Inline Instrumentation by Sergio Canabal
|Let’s face it – the days of the klunky floss and marble filters sitting in the corner of your aquarium are coming to a close. Matter of fact, it seems that we are trying to remove ALL of the instrumentation from our tanks. First we moved the filter from the corner of the aquarium and hung it on the back. Then we took it out all-together and put it in the stand, with nothing but hoses leading to an inflow and outflow. Next, we figured out how to take the heater out of the tank. Then a company came along and made what was left of the visible filtration nearly INvisible, by making it out of glass!The thing is, as the planted aquarium hobby has advanced in leaps and bounds, we have begun to use some more advanced techniques for monitoring specific parameters such as pH (and in turn, CO2). Our new inline heaters also needed something IN the water to measure the tank temperature so they would “know” when to switch on and off. Some systems incorporate a fair amount of automation, such as auto top-off, auto fert/supplement dosers and even automatic water changers! Unfortunately, some of these systems have put some instrumentation back INTO our tanks – after we’ve worked so hard to get it out!
Not to fear. There has been much discussion regarding this instrumentation between hobbyists, within aquarium related hobby clubs, and through some of the online forums. Now after reading, pondering and discussing the topic, I’ve attempted to take what I believe to be the “best of the best,” and incorporate it into one somewhat simple, modular and updatable solution to take a couple of the remaining (or newly introduced) pieces of instrumentation out of your tank! Exciting isn’t it? So, here goes:
In this case, the unit consists of 3 “modules.” One of them accepts the pH probe, one of them the input for an Automatic Fertilizer Doser as well as feed-water from an Automatic Water-Changer. The last module accepts the temp-probe for the inline heater (in this case, one that resided in the Eheim 2128). There is a reason for this particular sequence, but we’ll get to that.

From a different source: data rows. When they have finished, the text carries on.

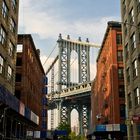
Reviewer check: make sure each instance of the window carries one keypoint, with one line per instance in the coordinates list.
(44, 124)
(18, 94)
(122, 111)
(133, 41)
(9, 74)
(1, 64)
(19, 61)
(120, 73)
(126, 51)
(18, 77)
(19, 47)
(131, 14)
(119, 55)
(2, 36)
(129, 101)
(44, 113)
(4, 9)
(14, 5)
(12, 25)
(11, 48)
(128, 75)
(119, 39)
(44, 101)
(137, 96)
(121, 91)
(124, 7)
(135, 68)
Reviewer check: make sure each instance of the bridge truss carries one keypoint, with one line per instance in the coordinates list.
(71, 95)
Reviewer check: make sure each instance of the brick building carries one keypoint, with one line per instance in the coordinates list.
(130, 13)
(108, 96)
(29, 80)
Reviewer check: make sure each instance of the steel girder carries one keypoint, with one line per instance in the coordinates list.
(65, 49)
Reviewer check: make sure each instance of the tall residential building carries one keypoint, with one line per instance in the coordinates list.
(8, 40)
(30, 82)
(108, 96)
(130, 13)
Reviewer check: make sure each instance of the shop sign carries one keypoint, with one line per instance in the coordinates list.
(22, 109)
(36, 134)
(116, 127)
(109, 127)
(101, 128)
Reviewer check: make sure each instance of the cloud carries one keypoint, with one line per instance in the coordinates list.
(48, 25)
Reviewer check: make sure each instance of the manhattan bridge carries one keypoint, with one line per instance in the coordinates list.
(68, 93)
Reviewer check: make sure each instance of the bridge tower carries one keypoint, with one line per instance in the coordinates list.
(59, 99)
(65, 48)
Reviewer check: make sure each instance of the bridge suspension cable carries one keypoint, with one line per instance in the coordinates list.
(50, 54)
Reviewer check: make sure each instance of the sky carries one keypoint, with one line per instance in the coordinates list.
(45, 19)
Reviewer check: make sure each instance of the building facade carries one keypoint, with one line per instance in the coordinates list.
(29, 80)
(130, 13)
(8, 41)
(108, 96)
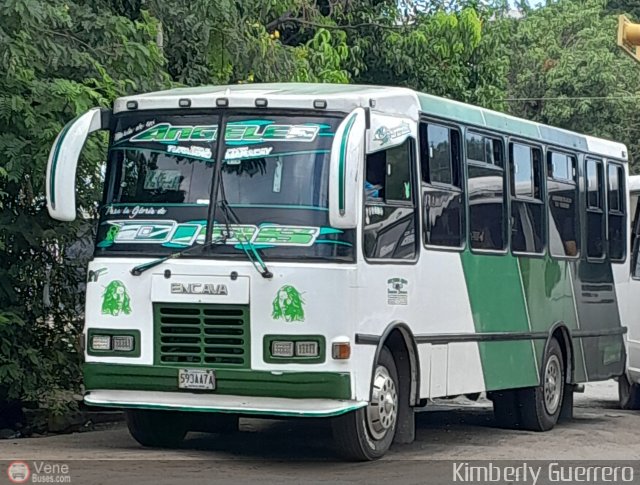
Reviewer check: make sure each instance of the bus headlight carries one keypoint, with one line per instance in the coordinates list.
(101, 342)
(306, 349)
(281, 349)
(123, 343)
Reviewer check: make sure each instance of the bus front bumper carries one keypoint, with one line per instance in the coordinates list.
(183, 401)
(244, 391)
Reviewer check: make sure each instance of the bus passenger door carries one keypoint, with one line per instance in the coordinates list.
(633, 324)
(389, 199)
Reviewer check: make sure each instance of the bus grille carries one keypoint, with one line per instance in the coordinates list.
(201, 335)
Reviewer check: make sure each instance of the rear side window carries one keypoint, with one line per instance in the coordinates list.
(442, 194)
(595, 209)
(485, 186)
(616, 212)
(527, 204)
(562, 197)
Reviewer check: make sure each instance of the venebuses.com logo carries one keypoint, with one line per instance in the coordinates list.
(38, 472)
(18, 472)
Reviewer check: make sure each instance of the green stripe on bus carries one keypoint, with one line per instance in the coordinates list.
(498, 305)
(550, 299)
(234, 382)
(341, 165)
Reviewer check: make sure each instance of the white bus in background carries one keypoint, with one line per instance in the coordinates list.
(629, 383)
(345, 252)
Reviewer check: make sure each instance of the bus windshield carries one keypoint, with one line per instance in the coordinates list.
(275, 177)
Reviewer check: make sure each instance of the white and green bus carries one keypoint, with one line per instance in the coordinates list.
(346, 252)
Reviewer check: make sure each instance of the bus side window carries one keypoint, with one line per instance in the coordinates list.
(635, 238)
(389, 228)
(616, 212)
(562, 197)
(485, 186)
(442, 195)
(527, 204)
(595, 209)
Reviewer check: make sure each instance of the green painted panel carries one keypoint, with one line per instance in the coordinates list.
(547, 286)
(235, 382)
(498, 305)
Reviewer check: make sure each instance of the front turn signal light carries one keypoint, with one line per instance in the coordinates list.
(341, 350)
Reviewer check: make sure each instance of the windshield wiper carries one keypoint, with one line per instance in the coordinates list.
(252, 253)
(141, 268)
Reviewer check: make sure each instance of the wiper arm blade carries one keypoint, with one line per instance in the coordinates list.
(141, 268)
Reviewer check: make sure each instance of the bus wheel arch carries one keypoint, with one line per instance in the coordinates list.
(400, 341)
(562, 335)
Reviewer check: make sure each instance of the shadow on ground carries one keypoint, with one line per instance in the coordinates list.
(311, 439)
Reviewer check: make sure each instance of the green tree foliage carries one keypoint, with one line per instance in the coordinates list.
(57, 59)
(566, 70)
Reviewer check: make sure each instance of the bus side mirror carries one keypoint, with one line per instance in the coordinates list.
(345, 181)
(63, 161)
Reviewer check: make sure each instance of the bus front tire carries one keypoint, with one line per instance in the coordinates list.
(628, 393)
(367, 433)
(156, 429)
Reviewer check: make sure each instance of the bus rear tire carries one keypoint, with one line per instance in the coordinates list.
(540, 406)
(367, 433)
(628, 393)
(156, 429)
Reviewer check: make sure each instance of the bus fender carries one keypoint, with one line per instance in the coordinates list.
(563, 334)
(412, 351)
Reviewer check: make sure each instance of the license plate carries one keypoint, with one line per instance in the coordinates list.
(204, 379)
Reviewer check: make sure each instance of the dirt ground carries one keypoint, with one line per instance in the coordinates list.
(295, 451)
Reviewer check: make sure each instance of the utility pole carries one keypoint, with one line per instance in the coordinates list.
(629, 37)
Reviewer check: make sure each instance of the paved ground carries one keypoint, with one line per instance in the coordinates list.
(300, 450)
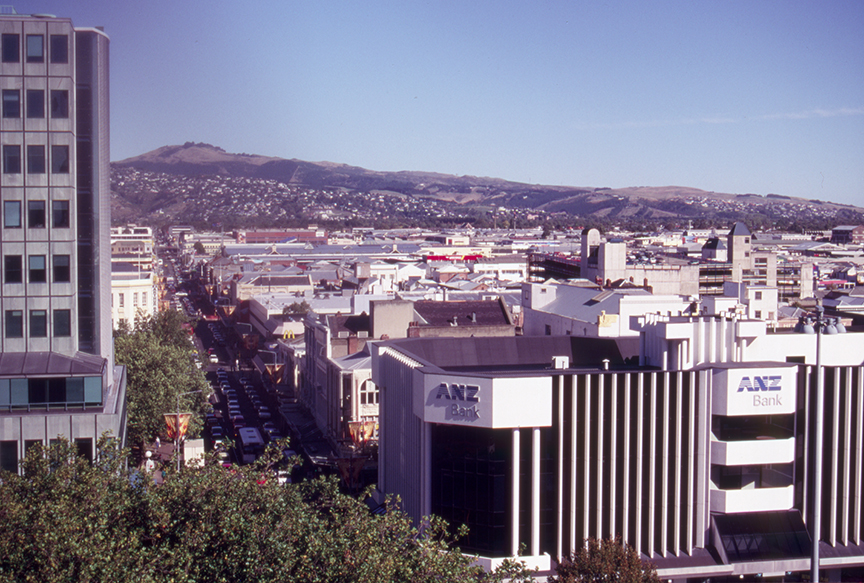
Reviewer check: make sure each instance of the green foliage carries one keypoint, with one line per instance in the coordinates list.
(604, 560)
(68, 520)
(159, 370)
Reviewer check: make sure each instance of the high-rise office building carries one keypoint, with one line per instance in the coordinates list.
(57, 373)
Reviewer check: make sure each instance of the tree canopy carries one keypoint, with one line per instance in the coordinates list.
(69, 520)
(604, 560)
(159, 371)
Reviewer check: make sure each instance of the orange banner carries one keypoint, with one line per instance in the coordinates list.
(177, 424)
(361, 431)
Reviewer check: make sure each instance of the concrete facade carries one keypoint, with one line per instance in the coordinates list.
(57, 375)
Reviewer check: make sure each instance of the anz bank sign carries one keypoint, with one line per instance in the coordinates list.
(754, 391)
(485, 401)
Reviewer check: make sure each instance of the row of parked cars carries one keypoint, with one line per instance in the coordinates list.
(240, 405)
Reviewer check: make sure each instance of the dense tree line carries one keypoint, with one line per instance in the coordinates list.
(66, 519)
(160, 374)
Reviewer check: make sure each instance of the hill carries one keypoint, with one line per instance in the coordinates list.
(197, 181)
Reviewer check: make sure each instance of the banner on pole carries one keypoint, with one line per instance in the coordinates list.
(177, 424)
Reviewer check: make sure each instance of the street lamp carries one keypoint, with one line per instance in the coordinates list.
(177, 426)
(817, 459)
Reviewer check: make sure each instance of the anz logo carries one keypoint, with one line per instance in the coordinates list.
(456, 392)
(771, 383)
(464, 393)
(759, 384)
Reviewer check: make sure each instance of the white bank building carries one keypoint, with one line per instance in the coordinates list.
(704, 464)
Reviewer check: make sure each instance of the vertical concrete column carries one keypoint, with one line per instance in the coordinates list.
(514, 502)
(535, 492)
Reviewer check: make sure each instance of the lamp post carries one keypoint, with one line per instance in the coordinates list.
(817, 454)
(177, 429)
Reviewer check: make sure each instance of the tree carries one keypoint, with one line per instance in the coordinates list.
(159, 371)
(68, 520)
(604, 560)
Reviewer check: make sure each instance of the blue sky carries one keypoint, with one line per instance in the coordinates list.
(739, 97)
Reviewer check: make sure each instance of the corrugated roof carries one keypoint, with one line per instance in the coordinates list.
(518, 352)
(16, 364)
(462, 313)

As you can see from the picture above, the unit consists of many parts. I’ll take you through them, from left to right. The first component is probably familiar to most. It is a basic hose barb adapter. Because this particular unit will be plumbed into the outflow of an Eheim 2217, it is a ½” barb to ½” MPT (Male Pipe Thread).
The MPT portion of the hose-barb adaptor will (after receiving Teflon tape) be screwed into the next component, below. It is actually 3 components, all of PVC, cemented together. It consists of a ½” FPT (Female Pipe Thread – accepts the MPT of the hose-barb adapter) x ¾” Slip adapter. This is cemented into a ¾” Slip x 1 & ¼” Slip adapter, which finally is cemented into one of the “hearts” of the system, the 1 & ¼” Slip x ½” FPT Reducing T. The top port of this T will ultimately accept the instrumentation. Details can be seen in the picture:
This is attached to another reducing T via a rubber hose clamp. This T is identical to the first except that it has nothing cemented to it as it does not require any hose connections. The right hand side is identical to the left, but is a mirror image of it. Now this is where it gets interesting!!!
These are some cool adapters. They are ½”MPT x Liquid Tight Cord Grips made by Heyco. They basically consist of a rubber seal that can compress around a cord by tightening it. They come in different sizes, and you can order the size to match the instrument you need to fit in it! The first and third T will receive the pH probe and the temp probe, respectively.
This is what this particular one looks like when it’s tightened all the way:
The center T will accept a ½” MPT x 3/8” JG (John Guest) RO (reverse osmosis) socket. This is where the micros, macros, Equilibrium “slurry”, and feed water will be introduced:
This is the contraption that will get all of those things into that one hole:
It is (left to right) a 3/8” JG Stem x ¼” JG then a ¼” JG “splitter then 2x ¼” JG splitter, then 4x ¼” JG Check Valve – don’t want micro/macros/Ca & Mg/feed water mixing up!
The entire contraption looks like this:
Logic & Conclusion
Now remember, water flows from the filter output left to right over the pH probe, then the “entry port,” then the temp probe. The logic for this order is that I don’t want feed water coming so directly in contact with the pH probe. I don’t have it controlling my CO2, but if I did, this might be a problem, so it’s first. Next through the “entry port.” Cold feed water coming in via the Automatic Water Changer will contact the temp probe almost immediately, ensuring the inline heater (Eheim 2128) kicks on, preventing a noticeable drop in temperature for the fish. I chose the 1 & ¼” T’s because they’re big enough to prevent reduction in flow from the probes decreasing the “passable” area for the water.
As mentioned, the entire unit is modular, and can be adapted to your own set of instruments. This particular unit is roughly 16” long. It would be very easy to add, or remove a T to accommodate and additional/remove a piece of instrumentation. Of course this is just one way to do it, but I think it’s a good one. Maybe there is a better way to set this up and this will have precipitated an idea or two!